Restricting to the chip architecture maintains the quantum neural network accuracy

TL;DR

This paper shows that using the native architecture of quantum chips for variational quantum algorithms can maintain neural network accuracy while reducing circuit depth and errors, especially when the parameterization aligns with a 2-design.

Contribution

It demonstrates that restricting the parameterization to the chip's architecture preserves accuracy and reduces complexity by avoiding extra swap gates, leveraging the natural quantum hardware structure.

Findings

Chip architecture-based parameterization maintains accuracy.

Reduced circuit depth by avoiding swap gates.

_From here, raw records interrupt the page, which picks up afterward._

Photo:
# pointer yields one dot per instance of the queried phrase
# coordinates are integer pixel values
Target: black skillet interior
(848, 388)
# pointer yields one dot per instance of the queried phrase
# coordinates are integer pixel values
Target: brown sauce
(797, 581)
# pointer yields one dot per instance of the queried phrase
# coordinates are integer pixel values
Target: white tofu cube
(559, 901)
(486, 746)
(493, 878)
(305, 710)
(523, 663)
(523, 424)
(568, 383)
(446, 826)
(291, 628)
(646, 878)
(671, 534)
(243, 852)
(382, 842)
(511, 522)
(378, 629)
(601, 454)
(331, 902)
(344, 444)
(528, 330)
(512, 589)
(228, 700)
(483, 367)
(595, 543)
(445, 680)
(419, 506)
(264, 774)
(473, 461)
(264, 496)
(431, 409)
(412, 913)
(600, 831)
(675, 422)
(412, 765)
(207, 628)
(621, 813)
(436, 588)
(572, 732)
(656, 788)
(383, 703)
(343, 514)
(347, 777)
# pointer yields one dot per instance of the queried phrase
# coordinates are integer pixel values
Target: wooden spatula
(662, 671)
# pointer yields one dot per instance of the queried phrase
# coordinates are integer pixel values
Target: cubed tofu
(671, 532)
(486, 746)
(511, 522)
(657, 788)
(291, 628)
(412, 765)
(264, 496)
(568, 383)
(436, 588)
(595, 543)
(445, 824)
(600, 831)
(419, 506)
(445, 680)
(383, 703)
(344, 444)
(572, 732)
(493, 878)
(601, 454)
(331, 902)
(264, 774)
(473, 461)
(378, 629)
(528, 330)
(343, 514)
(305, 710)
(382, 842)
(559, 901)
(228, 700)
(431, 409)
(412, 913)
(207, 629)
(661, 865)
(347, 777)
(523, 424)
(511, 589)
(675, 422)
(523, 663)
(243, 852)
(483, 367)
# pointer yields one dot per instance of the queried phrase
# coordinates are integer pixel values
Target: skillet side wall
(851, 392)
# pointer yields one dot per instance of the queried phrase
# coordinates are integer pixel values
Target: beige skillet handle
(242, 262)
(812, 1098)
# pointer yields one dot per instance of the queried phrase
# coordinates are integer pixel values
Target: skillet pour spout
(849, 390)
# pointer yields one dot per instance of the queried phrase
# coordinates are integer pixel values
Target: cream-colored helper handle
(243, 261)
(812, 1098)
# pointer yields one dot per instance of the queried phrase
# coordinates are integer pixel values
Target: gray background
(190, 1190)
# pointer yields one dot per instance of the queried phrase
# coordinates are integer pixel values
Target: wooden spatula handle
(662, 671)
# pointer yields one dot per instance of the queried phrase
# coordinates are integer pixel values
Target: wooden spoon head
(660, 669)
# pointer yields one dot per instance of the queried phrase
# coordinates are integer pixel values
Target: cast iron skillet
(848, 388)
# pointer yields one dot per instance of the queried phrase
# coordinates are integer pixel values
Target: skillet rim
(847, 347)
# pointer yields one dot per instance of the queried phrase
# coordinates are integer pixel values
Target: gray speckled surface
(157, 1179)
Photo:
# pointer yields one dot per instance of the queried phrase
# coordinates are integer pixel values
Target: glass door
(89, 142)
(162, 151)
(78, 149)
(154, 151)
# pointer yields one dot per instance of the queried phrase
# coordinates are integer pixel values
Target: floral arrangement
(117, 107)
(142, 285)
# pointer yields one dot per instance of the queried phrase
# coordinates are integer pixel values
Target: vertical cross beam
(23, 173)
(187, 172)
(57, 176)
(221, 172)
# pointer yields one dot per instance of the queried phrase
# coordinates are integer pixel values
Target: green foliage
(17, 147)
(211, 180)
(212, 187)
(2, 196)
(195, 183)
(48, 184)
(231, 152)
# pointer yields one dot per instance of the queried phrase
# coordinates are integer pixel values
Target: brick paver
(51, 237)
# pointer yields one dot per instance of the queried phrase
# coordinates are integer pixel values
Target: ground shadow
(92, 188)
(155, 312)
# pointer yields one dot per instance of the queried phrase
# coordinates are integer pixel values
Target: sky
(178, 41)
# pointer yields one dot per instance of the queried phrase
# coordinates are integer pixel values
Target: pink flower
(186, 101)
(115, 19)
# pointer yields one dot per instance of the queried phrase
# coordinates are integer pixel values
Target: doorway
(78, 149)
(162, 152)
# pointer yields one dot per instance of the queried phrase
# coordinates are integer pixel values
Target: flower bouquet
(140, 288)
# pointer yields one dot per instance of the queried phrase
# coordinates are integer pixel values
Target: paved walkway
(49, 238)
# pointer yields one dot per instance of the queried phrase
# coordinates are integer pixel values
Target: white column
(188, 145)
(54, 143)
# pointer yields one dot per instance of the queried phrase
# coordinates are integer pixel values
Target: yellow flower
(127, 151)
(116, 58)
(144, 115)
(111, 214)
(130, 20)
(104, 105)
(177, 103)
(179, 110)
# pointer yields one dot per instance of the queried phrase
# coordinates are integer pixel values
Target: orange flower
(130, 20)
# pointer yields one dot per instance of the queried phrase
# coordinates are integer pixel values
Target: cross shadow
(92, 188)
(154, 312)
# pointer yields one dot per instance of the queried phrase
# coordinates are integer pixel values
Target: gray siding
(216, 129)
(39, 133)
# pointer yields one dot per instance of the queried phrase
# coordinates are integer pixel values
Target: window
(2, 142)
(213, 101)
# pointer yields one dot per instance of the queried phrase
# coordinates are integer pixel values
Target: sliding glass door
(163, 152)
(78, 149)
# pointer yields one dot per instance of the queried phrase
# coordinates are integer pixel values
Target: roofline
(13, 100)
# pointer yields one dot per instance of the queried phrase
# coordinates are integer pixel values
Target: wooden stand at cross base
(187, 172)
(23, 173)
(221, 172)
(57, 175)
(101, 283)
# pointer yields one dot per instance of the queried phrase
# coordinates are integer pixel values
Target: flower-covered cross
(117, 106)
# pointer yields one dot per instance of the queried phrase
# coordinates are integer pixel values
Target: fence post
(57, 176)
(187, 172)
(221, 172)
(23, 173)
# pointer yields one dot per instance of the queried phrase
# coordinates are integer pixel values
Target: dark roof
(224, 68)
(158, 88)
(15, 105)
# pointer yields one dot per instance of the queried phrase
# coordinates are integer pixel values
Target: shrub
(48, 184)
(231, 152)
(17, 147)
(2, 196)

Less dependence on specific parameterization when aligned with 2-design.

Abstract

In the era of noisy intermediate-scale quantum devices, variational quantum algorithms (VQAs) stand as a prominent strategy for constructing quantum machine learning models. These models comprise both a quantum and a classical component. The quantum facet is characterized by a parametrization $U$, typically derived from the composition of various quantum gates. On the other hand, the classical component involves an optimizer that adjusts the parameters of $U$ to minimize a cost function $C$. Despite the extensive applications of VQAs, several critical questions persist, such as determining the optimal gate sequence, devising efficient parameter optimization strategies, selecting appropriate cost functions, and understanding the influence of quantum chip architectures on the final results. This article aims to address the last question, emphasizing that, in general, the cost function tends to converge towards an average value as the utilized parameterization approaches a $2$-design. Consequently, when the parameterization closely aligns with a $2$-design, the quantum neural network model's outcome becomes less dependent on the specific parametrization. This insight leads to the possibility of leveraging the inherent architecture of quantum chips to define the parametrization for VQAs. By doing so, the need for additional swap gates is mitigated, consequently reducing the depth of VQAs and minimizing associated errors.